Abstract
The organizational principles that distinguish the human brain from those of other species have been a long-standing enigma in neuroscience. Here, we leverage advances in algebraic topology to uncover the structural properties of the human brain at subcellular resolution. First, we reveal a much higher perisomatic branching density in pyramidal neurons when comparing homologous cortical regions in humans and mice. Traditional scaling methods consistently fail to interpret this difference, suggesting a distinctive feature of human pyramidal neurons. We next show that topological complexity leads to highly interconnected pyramidal-to-pyramidal and higher-order networks, which is unexpected in view of reduced neuronal density in humans compared to mouse neocortex. We thus present robust evidence that reduced neuronal density but increased topological complexity in human neurons ultimately leads to highly interconnected cortical networks. The dendritic complexity, which is a defining attribute of human brain networks, may serve as the foundation of enhanced computational capacity and cognitive flexibility.
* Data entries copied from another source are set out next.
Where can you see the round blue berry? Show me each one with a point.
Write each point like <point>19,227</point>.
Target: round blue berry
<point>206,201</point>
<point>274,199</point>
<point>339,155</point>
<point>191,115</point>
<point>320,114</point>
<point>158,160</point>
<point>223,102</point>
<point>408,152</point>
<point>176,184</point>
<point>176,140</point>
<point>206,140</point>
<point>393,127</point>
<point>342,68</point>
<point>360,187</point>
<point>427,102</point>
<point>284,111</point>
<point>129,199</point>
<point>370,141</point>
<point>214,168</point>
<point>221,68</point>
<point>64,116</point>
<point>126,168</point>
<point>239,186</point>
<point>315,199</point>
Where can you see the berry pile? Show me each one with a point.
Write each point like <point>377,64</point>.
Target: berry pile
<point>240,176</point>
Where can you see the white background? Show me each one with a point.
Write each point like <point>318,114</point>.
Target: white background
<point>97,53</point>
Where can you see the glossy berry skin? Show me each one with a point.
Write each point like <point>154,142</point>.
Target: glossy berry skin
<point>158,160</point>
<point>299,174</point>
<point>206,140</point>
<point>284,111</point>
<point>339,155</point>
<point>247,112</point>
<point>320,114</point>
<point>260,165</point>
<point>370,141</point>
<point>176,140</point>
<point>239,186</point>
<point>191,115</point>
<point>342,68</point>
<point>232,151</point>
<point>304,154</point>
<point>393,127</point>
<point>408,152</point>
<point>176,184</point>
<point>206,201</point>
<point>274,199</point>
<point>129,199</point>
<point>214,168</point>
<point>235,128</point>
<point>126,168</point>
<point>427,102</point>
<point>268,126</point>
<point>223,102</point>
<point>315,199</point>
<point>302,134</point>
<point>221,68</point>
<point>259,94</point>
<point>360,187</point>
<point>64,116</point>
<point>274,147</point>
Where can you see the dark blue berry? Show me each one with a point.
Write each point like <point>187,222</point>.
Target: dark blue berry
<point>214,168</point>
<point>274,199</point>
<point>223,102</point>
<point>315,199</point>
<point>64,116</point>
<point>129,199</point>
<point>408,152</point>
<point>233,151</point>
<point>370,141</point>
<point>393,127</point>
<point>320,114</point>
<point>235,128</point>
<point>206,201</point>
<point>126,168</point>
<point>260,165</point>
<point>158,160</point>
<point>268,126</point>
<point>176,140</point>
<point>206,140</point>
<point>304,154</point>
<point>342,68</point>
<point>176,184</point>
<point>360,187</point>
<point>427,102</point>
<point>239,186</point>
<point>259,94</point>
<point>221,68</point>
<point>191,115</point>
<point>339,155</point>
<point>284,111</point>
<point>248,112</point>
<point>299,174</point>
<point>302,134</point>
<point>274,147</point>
Graphical abstract A. Human neural networks are different from mice due to their lower neuron density, resulting in increased distances between neurons, particularly among pyramidal cells. B. The topological analysis of layer 2/3 pyramidal cells in the cortex reveals an intriguing difference: human neurons exhibit a significantly larger number of dendritic branches, especially near the cell body compared to mice. This phenomenon is termed ”higher topological complexity” in dendrites. C. The combination of reduced neuron density and enhanced dendritic complexity results in greater network complexity within the human brain. Network complexity is defined by larger groups of neurons forming complex interconnections throughout the network. Our findings suggest that dendritic complexity wields a more substantial influence on network complexity than neuron density does, hinting at a potential strategy for enhancing cognitive abilities.
Competing Interest Statement
The authors have declared no competing interest.